Rudi Bakker, oud-directeur van S.E. Fireworks, stelt dat het ministerie van Verkeer en Waterstaat in zijn strafzaak bewust stukken heeft achtergehouden die hem zouden hebben vrijgesproken. Hij deed die uitspraak in 1Twente Vandaag, op basis van vorige week vrijgekomen documenten.
Die documenten - op basis van een uitspraak van de raad van State na een Wob-verzoek aan hem verstrekt - tonen aan dat er grote problemen waren rond de classificatie van vuurwerk. Problemen die niet konden en mochten worden opgelost door importeurs, zoals S.E. Fireworks.
Eenvoudig gesteld: Bakker en toenmalig collega-directeur Willy Pater moesten afgaan op wat de fabrikant over de zwaarte van het vuurwerk dat zij bestelden zei. Bij de betrokken ministeries was in elk geval al heel snel na de ramp bekend dat die beoordeling vaak niet klopte. Sterker: Verkeer en Waterstaat adviseerde alle betrokken instanties om alle vuurwerk voor de zekerheid te behandelen als zijnde van de zwaarste soort. Dat is: massa-explosief.
Bakker en Pater - of welke anders importeur dan ook - wisten niet wat zij feitelijk importeerden of wat zij in opslag hadden en konden dat ook niet weten.
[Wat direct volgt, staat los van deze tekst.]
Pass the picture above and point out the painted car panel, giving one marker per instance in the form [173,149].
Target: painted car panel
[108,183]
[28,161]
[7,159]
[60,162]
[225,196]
Daarbij hadden zij de middelen noch de bevoegdheid om te controleren of wat de fabrikant daarover beweerde klopte. Dat legt, zo stelt Bakker, een bom onder de verantwoordelijkheid die zij droegen voor de aanklacht: er lag teveel en te zwaar vuurwerk bij S.E. Fireworks.
In het onderzoek naar de strafzaak rond de vuurwerkdirecteuren is gepoogd informatie te krijgen bij betrokken ministeries. Dat is niet gelukt. Er zou geen informatie beschikbaar zijn. Uit de nu vrijgegeven documenten blijkt het tegendeel. Verkeer en Waterstaat wist dat vuurwerkclassificaties niet deugden en alleen bedoeld waren voor het transport van vuurwerk, niet voor de opslag ervan. Het ministerie constateerde ook dat importeurs daar geen verantwoordelijkheid of taak in hadden.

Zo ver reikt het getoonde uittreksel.